Les coéquipières pénètrent dans ledit salon supérieur, tout de bois couvert, un bois mat qui n'a pas été huilé ni ciré depuis longtemps, mais un vrai parquet entretenu au vu des deux balais posés contre un mur de l'absence de poussière visible. Deux tables propres accompagnées de chaises en osier sont posées au centre de la pièce, tandis qu'une fontaine de pierre activable est aux côtés des deux balais. Une armoire à tiroirs, ainsi qu'une commode remplissent ce salon, qui n'est pas si grand, mais ce qui attire le regard de la lancière, c'est un fusil à canon scié posé sur la petite armoire.

« Oh. Je vois que vous avez la même arme que M. Warren.
- Hein ? Vous avez l'oeil. Tenez, un verre d'eau pour chacune- Désolé, je ne pourrai pas satisfaire toute votre soif. L'eau se fait rare. Nous privilégions les habitants de notre campement aux visiteurs, quand bien même nous savons accueillir. La priorité reste les nôtres. »

Au fil des mots, il apparait de plus en plus évident que derrière ce coffre à la voix grave se trouve un timbre doux, comme une arrière-voix donnant au discours de Saint Paul un air autoritaire et séduisant. Mais pas une voix de charmeur. Une voix entrainante et rassurante, comme celle d'un meneur.

« C'est Warren qui m'a appris à m'en servir. Il m'a appris à tirer aussi. C'est un bon instructeur, en plus d'être un bon chef de la sécurité.
- Essentiel pour vous protéger des monstres et des autres factions.
- Haha, bien pensé. Mais faux. Nous sommes un camp indépendant, mais pas neutre.
- Comment ça ?
- Nous protéger des monstres, passe encore, car ces bêtes ne sont pas organisées en armées militarisées. Quand on fait face à des armes lourdes qui peuvent raser la moitié de nos maisons en quelques tirs, on réfléchit à deux fois. Pour éviter de nous retrouver à faire la guerre, on a bien du prendre position pour ne pas devoir nous défendre contre les grandes armées.Ça nous permet d'avoir la protection de plus forts que nous, au prix de quelques ressources et parfois d'un appui armé. Un mal pour un bien, en somme. »

Pour Louise, qui a toujours considéré les monstres comme son pire ennemi, cette annonce remet les choses en perspective. En effet, jamais la Fédération écarlate n'a menacé d'utilisé un énorme canon pour réduire son bunker à elle en miettes, mais n'était-ce pas justement à cause des pièges qu'elle installait tout autour ?

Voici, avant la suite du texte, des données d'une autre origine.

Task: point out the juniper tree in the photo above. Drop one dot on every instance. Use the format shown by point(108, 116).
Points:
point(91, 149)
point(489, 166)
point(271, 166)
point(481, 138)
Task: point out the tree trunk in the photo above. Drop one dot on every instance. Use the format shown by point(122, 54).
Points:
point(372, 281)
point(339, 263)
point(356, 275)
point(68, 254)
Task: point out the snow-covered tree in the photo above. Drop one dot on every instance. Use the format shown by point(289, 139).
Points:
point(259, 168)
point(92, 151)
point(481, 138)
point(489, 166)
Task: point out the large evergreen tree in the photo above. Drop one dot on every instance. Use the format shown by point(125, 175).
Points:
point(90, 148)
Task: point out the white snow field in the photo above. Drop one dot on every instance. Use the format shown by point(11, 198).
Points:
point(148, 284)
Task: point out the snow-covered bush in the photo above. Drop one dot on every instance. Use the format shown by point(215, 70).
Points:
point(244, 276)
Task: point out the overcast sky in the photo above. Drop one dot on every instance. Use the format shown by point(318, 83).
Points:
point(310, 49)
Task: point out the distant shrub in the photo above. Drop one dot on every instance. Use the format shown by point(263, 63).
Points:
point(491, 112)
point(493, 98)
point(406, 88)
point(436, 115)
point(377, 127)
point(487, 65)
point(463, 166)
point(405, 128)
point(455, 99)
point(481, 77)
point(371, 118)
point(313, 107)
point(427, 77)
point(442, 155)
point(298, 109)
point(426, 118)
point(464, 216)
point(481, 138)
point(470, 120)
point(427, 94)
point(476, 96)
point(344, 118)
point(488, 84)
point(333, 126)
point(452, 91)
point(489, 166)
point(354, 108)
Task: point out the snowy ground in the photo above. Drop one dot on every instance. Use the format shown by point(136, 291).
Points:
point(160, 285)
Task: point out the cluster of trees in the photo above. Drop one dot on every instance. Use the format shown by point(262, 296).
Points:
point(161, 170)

La quiétude de l'entrevue est soudain interrompue par des bruits des pas. Puis la lourde s'ouvre brusquement et entrent Warren, deux fusiliers et deux archers.

« Je me disais bien que vous étiez propres, même pour avoir marché que des dizaines de mètres dans le sable ! grommèle le chef de la sécurité.
- Vous avez trouvé quelque chose d'intéressant ? demande Saint Paul en prenant son arme, alors que toutes les autres sont braquées sur les femmes.
- Un vaisseau, Will ! Un putain de vaisseau ! Et aucune trace d'arrivée dans le sable. J'ai fait inspecter les lieux en trouant bizarre qu'elles suent pas une goutte. Ah, la belle trouvaille. Et qu'on vienne pas me parler d'une nouveauté des usines, le vaisseau est trop gros et j'ai jamais entendu causer de machins de cette taille sur les champs de bataille. Donc cette fois, à moins que vous vouliez être emprisonnée, qui êtes-vous ? »

Louise jette à Saint Paul un regard, lorsqu'elle le voit pointer son fusil sur la Saiyan.

« Saint Paul !
- Warren a posé une question, madame la "mercenaire" et j'avoue être bien curieux de la réponse que vous allez donner. J'ai bien plus confiance en lui qu'en vous, alors je vous conseille de vous mettre à table.
- Baisse-toi. »

Au son de la voix de la pilote, Louise saute à plat ventre et Ribu de générer une boule d'énergie au creux de sa main. Un trait est tiré. Puis résonnent les tirs. Une seconde flèche est décochée eu milieu de la pluie de balle qui s'abat sur la Saiyan. Mais lorsque les bruits cessent, la guerrière est toujours debout et en deux secondes, elle brise arcs et armes à feu.

« Maintenant que nous sommes à armes égales, écoutez-nous. »

Les hommes, sidérés par la résistance et la rapidité de la guerrière, semblent avoir du mal à comprendre. Sciés, ils sont statiques.

« Nous cherchons un Rift. Une faille spatio-temporelle. »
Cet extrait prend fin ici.